You can see the inspirational poster in your head, right? 

For the Pet’s Comfort or Ours?

Prosthetics for pets who can’t survive any other way are one thing, but prosthetics for cosmetic reasons are quite another — in my opinion, anyway.

Take Slumdog, my 5-year-old puppy mill Pug-mix with the adorably blank expression that says, “I’m so very lovable, but why was I built so badly?”

Indeed, Slumdog is a genetic mess. He’s hydrocephalic, lives with painfully twisted limbs, and shares many of the conformational defects many brachycephalic breeds suffer, including bug eyes. So much so, in fact, that Slumdog lost an eye after being fang-banged in the side of the head by his housemate’s tooth. (Displacement of the eyeball from the socket is a common occurrence among bug-eyed dogs.)

At first, it was a horrible thing to wrap my head around, but Slumdog, ever the clueless pup, recovered perfectly after his irretrievably traumatized eye was removed. And now that the worst is over, I even think he looks darling. But that doesn’t keep people from asking why I don’t put in one of those newfangled, fake silicone eyeballs “so he can look normal!”

What can I say? "Because the only one who should care is Slumdog — and he doesn’t"?

What’s Really Inspiring

Though I’m aware the rest of the world may regard one-eyed pets as a rather disgusting novelty, to me they look perfectly normal. Meanwhile, those with prosthetic eyeballs seem eerily reminiscent of beady-eyed, freeze-dried taxidermied animals. But I’m a veterinarian, so perhaps I am to be excused for my insensitivity to cosmetic “errors” in my patients. After all, I’m accustomed to a bevy of beautiful one-eyed patients. What’s so wrong about a missing eye that the pet would need a potentially problematic or useless bit of equipment to make up for the loss?

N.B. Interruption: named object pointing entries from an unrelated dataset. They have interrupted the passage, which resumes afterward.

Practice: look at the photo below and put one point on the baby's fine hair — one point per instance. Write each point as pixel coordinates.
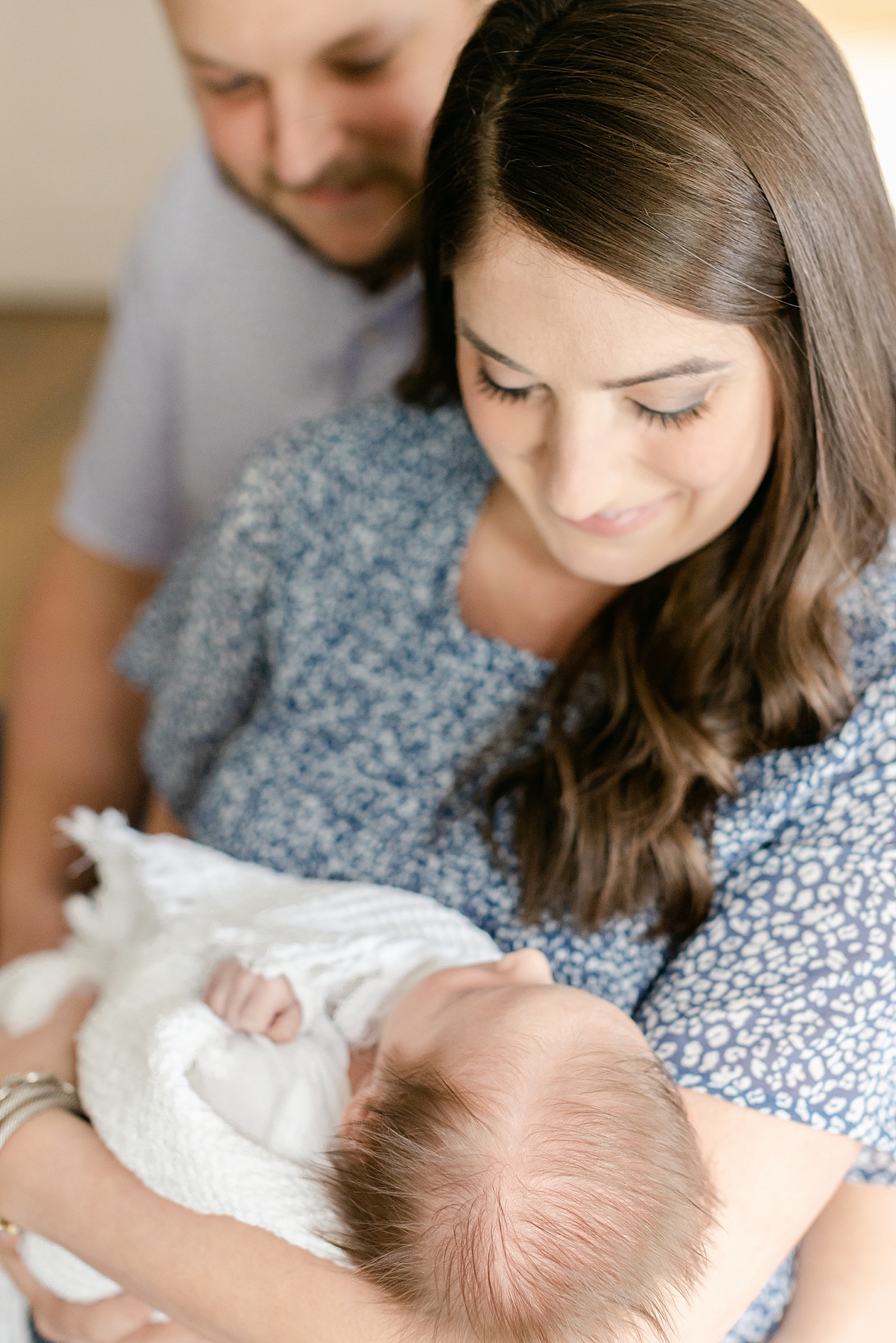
(543, 1201)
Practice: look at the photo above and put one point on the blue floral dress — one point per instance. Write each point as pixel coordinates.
(315, 693)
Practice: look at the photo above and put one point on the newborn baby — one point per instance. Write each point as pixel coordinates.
(513, 1162)
(375, 1084)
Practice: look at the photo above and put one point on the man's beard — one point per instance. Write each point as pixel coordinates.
(375, 275)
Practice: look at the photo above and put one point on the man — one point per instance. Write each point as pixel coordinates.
(273, 282)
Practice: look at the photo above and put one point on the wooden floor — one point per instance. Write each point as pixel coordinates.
(46, 367)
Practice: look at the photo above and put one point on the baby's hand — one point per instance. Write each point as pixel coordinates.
(254, 1004)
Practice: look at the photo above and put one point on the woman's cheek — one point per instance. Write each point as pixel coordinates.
(704, 457)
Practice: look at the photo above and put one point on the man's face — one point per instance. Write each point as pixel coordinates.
(319, 111)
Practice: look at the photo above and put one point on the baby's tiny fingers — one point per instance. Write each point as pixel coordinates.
(287, 1024)
(266, 999)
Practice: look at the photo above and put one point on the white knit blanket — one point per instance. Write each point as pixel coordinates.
(164, 913)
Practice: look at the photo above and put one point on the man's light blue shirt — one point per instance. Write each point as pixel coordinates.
(225, 332)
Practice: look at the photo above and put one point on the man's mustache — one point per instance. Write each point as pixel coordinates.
(342, 175)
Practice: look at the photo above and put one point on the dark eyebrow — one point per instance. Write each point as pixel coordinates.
(688, 367)
(484, 348)
(194, 58)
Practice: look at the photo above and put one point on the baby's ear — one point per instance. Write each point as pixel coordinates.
(358, 1109)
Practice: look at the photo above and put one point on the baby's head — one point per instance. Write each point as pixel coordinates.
(519, 1168)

To me, cosmetic prosthetics seem more vain than useful, less purposeful than wasteful. Pets don’t know they’re missing an eye (Slumdog least of all). If anything, they may perceive they haven’t any vision on that side. They go about their lives in almost exactly the same way, despite the occasional ball-catching accident (in which the ball bounces off their face) and the increased tendency to bump into walls on the afflicted side.

Indeed, animals don’t have the cognitive ability to emotionally fret over whether they’ve just lost a lung or an eye, a tooth or a toe. All they can manage is the in-the-moment-ness of it all.

Which is why sometimes it’s best to move on and not call attention to the loss with potentially uncomfortable prosthetics, so pets can get back to feeling “normal” as quickly as possible. And that’s the most miraculous outcome of all. Inspirational posters be damned.